Tu n'es qu'une poupée qui remplit à merveille ses fonctions.
Ses mains sur ton corps. Ses ongles, aiguisés, abîment et percent ta peau, violentent ta chair. Toute sa folie, il la déverse dans cet acte. Tu es celle qui lui permet de garder la tête froide. Il est ivre de violence et tu lui permets de rester sobre. Ton sang lui brûle la gorge, satisfait ses plus bas désirs, et tu es étrangement heureuse, un sentiment inconnu et inutile, heureuse de savoir que tu es ce qui lui permet de garder les pieds sur terre.
Il te regarde, cette lueur carnassière dans les yeux. Tu ne résistes pas aux ordres qu'il te murmure, la voix rauque, docile comme au premier jour. Un à un, les vêtements tombent. Une à une, les barrières qui séparent son corps du tien rejoignent le sol. Il n'y a rien qui éveille chez toi de feu dans ce corps vieillissant. Lui qui, contrairement à toi, s'est déjà approché de l'abîme de la Mort, lui qui n'a jamais été parfait, lui dont l'oeil est la marque de sa folie. Il reprend possession de ta bouche, force ta langue contre la sienne, tandis que tu te soumets à lui, attachée et ouverte, répondant sans passion à ses gestes. Il est inquiet, nerveux, enragé et fou. Ses sentiments ne t'atteignent pas, coulent sur ta peau livide, te laissant docile et sans peur, sans vie.

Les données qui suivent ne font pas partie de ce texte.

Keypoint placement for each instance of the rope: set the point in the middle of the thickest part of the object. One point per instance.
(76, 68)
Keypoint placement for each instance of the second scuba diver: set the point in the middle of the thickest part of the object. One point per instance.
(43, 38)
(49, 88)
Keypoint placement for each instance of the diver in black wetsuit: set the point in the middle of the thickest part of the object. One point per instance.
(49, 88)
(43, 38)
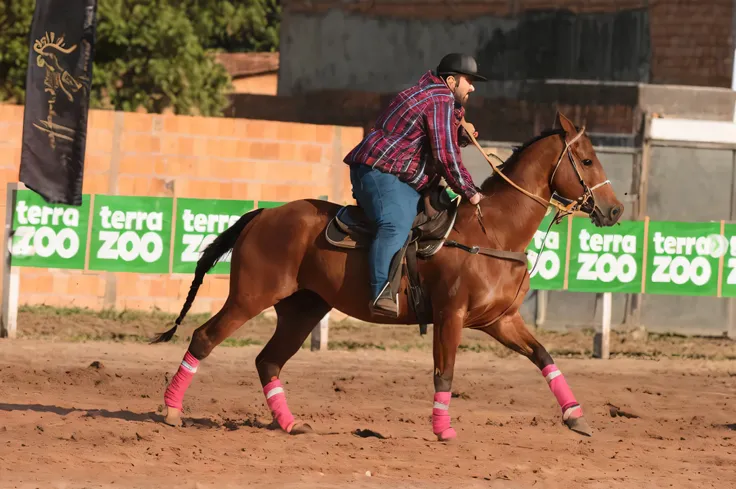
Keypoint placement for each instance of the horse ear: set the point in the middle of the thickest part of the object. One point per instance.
(566, 123)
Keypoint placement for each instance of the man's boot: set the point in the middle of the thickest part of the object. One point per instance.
(384, 304)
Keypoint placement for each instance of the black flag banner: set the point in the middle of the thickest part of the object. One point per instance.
(57, 99)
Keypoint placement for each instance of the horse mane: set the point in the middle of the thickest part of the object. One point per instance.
(513, 160)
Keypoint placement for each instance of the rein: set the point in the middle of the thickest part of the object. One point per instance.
(563, 205)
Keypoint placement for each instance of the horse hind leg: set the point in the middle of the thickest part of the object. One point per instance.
(204, 339)
(513, 333)
(298, 314)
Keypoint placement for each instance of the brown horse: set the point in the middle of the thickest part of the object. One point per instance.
(281, 258)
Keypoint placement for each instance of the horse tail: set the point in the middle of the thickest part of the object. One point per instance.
(221, 245)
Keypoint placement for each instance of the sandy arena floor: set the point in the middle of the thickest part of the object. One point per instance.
(66, 423)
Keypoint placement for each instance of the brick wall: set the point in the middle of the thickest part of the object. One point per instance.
(691, 40)
(195, 157)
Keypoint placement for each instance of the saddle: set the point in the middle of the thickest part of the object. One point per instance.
(351, 229)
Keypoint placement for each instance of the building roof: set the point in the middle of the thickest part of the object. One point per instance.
(249, 64)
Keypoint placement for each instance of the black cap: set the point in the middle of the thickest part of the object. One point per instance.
(460, 64)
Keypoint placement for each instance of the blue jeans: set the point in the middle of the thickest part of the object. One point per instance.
(392, 206)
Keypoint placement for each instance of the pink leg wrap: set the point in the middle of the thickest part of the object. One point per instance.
(441, 416)
(276, 400)
(558, 386)
(179, 384)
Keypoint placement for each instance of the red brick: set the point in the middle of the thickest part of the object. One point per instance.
(310, 153)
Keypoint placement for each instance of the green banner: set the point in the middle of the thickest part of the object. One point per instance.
(198, 223)
(606, 259)
(549, 273)
(683, 258)
(131, 234)
(49, 235)
(727, 247)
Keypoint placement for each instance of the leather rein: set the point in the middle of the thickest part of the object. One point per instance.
(563, 205)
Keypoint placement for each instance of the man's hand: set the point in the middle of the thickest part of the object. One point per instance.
(464, 138)
(472, 129)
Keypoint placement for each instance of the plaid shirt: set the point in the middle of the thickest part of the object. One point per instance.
(420, 121)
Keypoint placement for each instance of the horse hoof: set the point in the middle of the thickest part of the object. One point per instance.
(579, 425)
(299, 428)
(447, 436)
(173, 417)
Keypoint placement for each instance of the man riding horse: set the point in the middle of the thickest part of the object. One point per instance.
(393, 163)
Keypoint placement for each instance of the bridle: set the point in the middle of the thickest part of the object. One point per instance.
(563, 205)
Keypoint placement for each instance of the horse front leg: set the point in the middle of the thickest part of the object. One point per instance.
(513, 333)
(447, 334)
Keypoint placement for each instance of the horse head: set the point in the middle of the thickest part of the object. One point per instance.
(578, 180)
(49, 48)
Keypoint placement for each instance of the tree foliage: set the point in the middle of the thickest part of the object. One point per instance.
(154, 54)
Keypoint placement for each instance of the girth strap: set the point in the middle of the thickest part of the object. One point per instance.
(479, 250)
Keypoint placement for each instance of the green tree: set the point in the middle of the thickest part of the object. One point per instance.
(155, 54)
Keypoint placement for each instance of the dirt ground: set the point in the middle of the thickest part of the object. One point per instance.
(68, 422)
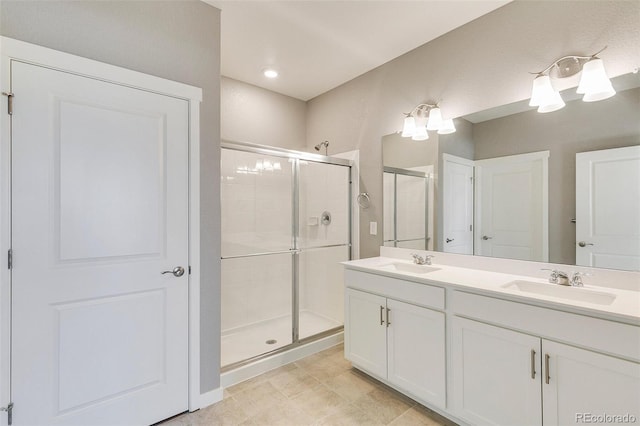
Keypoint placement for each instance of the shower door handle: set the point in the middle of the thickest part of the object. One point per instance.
(178, 271)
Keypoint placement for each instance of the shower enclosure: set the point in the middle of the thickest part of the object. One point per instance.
(285, 228)
(405, 208)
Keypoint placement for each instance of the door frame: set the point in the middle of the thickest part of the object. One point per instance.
(14, 50)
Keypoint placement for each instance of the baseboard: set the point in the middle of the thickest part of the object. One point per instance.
(211, 397)
(246, 372)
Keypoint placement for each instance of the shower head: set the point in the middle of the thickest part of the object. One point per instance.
(324, 144)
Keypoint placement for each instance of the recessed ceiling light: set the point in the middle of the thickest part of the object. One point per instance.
(270, 73)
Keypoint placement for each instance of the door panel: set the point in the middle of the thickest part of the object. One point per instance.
(608, 207)
(581, 382)
(416, 351)
(492, 379)
(100, 209)
(511, 221)
(457, 217)
(366, 343)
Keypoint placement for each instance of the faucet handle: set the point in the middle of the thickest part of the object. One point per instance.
(576, 278)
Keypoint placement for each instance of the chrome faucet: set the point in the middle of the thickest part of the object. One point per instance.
(419, 260)
(558, 277)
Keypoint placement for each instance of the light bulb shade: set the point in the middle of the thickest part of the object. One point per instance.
(447, 127)
(409, 128)
(435, 119)
(544, 96)
(594, 83)
(420, 134)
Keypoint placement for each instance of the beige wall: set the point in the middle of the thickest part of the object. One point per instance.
(252, 114)
(177, 40)
(579, 127)
(481, 65)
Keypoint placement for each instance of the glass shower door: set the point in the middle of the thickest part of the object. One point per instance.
(257, 260)
(323, 239)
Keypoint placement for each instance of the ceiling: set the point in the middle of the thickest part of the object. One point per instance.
(319, 45)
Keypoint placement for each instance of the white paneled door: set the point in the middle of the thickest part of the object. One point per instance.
(608, 208)
(100, 210)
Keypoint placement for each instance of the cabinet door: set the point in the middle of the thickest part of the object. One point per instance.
(496, 375)
(416, 351)
(365, 332)
(584, 383)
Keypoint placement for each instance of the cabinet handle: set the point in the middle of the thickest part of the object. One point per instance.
(533, 364)
(546, 367)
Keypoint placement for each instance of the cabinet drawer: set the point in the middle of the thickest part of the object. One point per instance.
(407, 291)
(578, 329)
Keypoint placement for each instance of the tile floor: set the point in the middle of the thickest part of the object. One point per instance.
(322, 389)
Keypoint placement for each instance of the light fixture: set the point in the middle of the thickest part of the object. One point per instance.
(270, 73)
(594, 83)
(425, 117)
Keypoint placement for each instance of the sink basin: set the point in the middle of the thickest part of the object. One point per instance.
(562, 292)
(410, 267)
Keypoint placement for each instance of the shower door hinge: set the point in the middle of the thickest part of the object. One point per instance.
(9, 96)
(9, 410)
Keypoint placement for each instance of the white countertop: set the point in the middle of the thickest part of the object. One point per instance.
(625, 307)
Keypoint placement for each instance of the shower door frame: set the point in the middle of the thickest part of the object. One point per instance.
(295, 237)
(405, 172)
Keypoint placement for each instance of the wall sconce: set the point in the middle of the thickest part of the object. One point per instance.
(425, 117)
(594, 83)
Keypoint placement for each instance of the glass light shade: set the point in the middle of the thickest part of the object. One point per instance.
(594, 83)
(420, 134)
(409, 128)
(435, 119)
(447, 127)
(544, 96)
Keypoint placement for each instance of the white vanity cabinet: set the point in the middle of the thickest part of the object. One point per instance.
(400, 343)
(502, 377)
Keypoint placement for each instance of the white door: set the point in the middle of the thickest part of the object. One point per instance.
(416, 351)
(512, 214)
(100, 209)
(608, 208)
(581, 383)
(457, 196)
(366, 331)
(496, 375)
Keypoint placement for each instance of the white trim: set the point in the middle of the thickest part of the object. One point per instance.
(11, 49)
(211, 397)
(254, 369)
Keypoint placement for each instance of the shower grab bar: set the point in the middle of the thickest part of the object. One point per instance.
(238, 256)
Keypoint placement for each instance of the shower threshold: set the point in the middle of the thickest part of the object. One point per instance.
(255, 341)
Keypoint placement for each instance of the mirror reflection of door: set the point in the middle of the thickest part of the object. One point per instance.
(457, 195)
(512, 207)
(608, 208)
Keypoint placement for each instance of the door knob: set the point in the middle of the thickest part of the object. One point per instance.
(584, 244)
(178, 271)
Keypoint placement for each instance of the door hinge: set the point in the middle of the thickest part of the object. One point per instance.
(9, 410)
(9, 96)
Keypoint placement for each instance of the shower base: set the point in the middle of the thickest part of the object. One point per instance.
(251, 341)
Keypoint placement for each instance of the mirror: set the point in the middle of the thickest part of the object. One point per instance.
(499, 160)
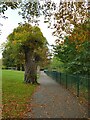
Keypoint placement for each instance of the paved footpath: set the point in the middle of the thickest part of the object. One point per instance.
(51, 100)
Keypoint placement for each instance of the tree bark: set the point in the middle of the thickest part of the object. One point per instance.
(30, 68)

Il te renverse et, le visage enfoui dans les oreillers, tu sens le cuir mordre tes chairs, mordre ton dos déjà dévisagé par ses coups et orné d'une constellation de cicatrices qui ressortent avec peine sur ta peau livide. Quand la rage l'étreint, il agi ainsi. C'est son rituel. La violence soigne la violence. Il t'honore du Fouet et du Baiser, le sang et la douceur. Tu ne connais que cela, une normalité désaxée, alors tu te laisses faire, simulant les gémissements et les cris, imitant les émotions avec une précision inhumaine. Quand les lanières de cuir dévastent ton dos, quand tu le sens, enfin satisfait par la toile d'écarlate qu'il a peint sur ton dos, te prendre avec une brutalité si habituelle, tu feins ces émotions qu'il est le seul capable d'évoquer sur ton corps. Pour lui, tu tentes de faire illusion, parce qu'il te l'a ordonné, parce que tu es incapable de lui désobéir. Parce que tu lui dois tout, même si tu ne ressens rien, des brumes d'expression qui te sont étrangères.
Il n'y a chez toi ni révolte, ni rébellion. Tu es sa créature et sa création.

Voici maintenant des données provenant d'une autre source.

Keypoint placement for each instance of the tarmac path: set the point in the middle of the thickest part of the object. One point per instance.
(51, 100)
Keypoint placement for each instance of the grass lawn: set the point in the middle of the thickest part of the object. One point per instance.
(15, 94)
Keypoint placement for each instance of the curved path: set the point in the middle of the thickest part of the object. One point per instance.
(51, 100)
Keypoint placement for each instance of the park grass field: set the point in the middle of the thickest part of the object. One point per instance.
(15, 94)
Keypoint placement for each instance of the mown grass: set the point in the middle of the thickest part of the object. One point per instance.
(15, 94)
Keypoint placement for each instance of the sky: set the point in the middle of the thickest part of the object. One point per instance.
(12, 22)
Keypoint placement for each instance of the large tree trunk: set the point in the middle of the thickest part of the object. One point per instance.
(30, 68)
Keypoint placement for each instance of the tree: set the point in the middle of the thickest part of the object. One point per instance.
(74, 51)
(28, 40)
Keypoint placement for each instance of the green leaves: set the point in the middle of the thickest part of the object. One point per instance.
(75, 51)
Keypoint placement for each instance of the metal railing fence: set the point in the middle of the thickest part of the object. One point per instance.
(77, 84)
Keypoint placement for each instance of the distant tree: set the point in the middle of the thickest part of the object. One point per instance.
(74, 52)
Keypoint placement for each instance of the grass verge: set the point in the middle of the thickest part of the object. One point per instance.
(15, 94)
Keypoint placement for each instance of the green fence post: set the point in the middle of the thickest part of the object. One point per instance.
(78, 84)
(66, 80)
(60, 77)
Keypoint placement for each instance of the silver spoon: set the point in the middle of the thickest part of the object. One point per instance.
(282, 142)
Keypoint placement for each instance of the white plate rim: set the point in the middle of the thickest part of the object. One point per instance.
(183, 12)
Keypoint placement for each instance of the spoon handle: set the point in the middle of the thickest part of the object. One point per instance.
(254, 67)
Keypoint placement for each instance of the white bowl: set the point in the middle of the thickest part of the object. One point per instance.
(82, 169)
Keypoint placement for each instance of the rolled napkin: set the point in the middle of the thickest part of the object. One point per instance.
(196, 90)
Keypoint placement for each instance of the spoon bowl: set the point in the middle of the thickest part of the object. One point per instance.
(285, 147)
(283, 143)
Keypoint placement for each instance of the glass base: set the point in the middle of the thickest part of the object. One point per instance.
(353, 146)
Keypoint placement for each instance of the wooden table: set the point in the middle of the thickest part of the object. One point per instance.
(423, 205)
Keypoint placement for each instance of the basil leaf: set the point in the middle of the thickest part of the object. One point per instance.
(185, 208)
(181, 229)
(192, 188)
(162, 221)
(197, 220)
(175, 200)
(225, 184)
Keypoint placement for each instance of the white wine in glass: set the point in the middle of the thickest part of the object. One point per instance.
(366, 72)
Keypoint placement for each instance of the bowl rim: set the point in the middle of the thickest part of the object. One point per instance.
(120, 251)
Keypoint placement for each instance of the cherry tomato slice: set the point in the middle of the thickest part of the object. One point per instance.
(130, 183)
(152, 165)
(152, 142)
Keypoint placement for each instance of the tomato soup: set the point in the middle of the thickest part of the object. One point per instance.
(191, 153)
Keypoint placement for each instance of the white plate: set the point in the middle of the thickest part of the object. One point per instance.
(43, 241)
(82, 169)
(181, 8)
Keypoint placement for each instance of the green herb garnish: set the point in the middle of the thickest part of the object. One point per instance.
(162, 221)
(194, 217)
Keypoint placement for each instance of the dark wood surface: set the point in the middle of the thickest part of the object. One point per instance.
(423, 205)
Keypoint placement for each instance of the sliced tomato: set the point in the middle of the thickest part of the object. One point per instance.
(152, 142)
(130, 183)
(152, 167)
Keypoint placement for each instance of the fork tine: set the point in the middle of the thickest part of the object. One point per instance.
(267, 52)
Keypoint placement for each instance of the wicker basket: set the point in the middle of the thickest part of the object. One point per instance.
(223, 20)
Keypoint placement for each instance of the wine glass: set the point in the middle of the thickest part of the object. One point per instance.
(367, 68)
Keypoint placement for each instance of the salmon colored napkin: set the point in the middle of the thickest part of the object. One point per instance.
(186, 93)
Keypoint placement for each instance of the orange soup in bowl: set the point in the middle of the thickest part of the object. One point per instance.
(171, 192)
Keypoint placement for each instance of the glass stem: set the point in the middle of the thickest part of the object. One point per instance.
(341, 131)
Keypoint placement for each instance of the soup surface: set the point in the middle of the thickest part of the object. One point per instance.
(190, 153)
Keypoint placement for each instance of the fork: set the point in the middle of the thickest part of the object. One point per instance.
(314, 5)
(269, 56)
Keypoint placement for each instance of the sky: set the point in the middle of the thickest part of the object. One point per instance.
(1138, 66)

Ce soir là n'est qu'un soir comme un autre, un soir qui se répétera infiniment, jusqu'à ta mort. Jusqu'à ce qu'il décide de te sacrifier. Oui, te sacrifier, toi, la plus parfaite des Morphes. Sa création absolue. La plus parfaite des poupées. La créature qu'il a le plus chérit, la création qu'il torture le plus, comme il torturait ceux qu'il aimait après la perte de sa femme. Cette pensée ne te trouble pas. Tu connais depuis longtemps le destin qui t'attend. Tu ne te soucis pas de ce qu'il pense de toi.

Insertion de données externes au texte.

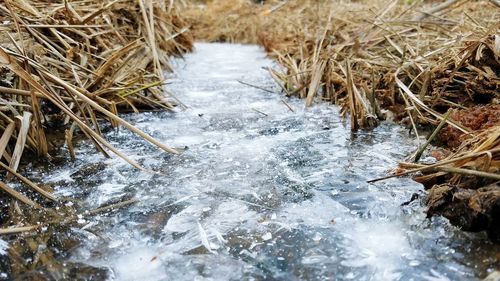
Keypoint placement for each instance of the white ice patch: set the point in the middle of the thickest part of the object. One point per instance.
(142, 264)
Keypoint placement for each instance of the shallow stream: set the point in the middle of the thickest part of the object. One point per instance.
(260, 192)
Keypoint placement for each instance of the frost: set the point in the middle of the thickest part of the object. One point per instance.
(244, 179)
(3, 247)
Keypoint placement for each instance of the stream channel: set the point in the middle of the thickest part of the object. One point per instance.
(260, 192)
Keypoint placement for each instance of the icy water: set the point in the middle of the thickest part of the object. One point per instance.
(260, 192)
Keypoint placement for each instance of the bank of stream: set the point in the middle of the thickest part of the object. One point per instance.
(265, 189)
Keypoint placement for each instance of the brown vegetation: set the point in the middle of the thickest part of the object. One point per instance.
(417, 59)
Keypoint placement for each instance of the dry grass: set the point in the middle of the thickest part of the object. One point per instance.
(66, 68)
(77, 63)
(409, 61)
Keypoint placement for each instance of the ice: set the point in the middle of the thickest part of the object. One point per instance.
(3, 247)
(256, 197)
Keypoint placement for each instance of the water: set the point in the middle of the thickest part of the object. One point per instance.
(260, 192)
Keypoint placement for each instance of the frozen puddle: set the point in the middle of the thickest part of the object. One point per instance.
(260, 193)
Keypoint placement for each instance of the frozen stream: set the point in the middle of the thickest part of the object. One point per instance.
(260, 193)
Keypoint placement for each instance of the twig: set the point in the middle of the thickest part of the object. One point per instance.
(433, 135)
(435, 9)
(287, 105)
(257, 87)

Et pourtant, Limstella ! Tu es la création qu'il chérit pourtant le plus. C'est pour cela que, chaque nuit, chaque jour, chaque fois qu'il le désire, tu l'attends dans ce lit, à contempler le plafond, les yeux grands ouverts, laissant ta voix faire illusion. Après tout, tu n'es qu'une poupée sans sentiments. Qu'importe ce qu'il te fasse ! Tu es tout à lui, entièrement dévouée. Tu couvrirais tes mains de sang s'il te l'ordonnait, tu tuerais ceux qui s'opposeraient à lui, qu'ils soient humains ou qu'ils fassent semblant de l'être. Ton maître est plus important que leurs quêtes.
Alors, chaque nuit, tu fais en sorte que se répète ce rituel. Chaque nuit, tu fais en sorte que le Fouet te mordre et que le Baiser te dévore, que Nergal s'enivre de violence, pour qu'il puisse avoir la tête claire après son sommeil.
Ce n'est qu'un juste retour des choses.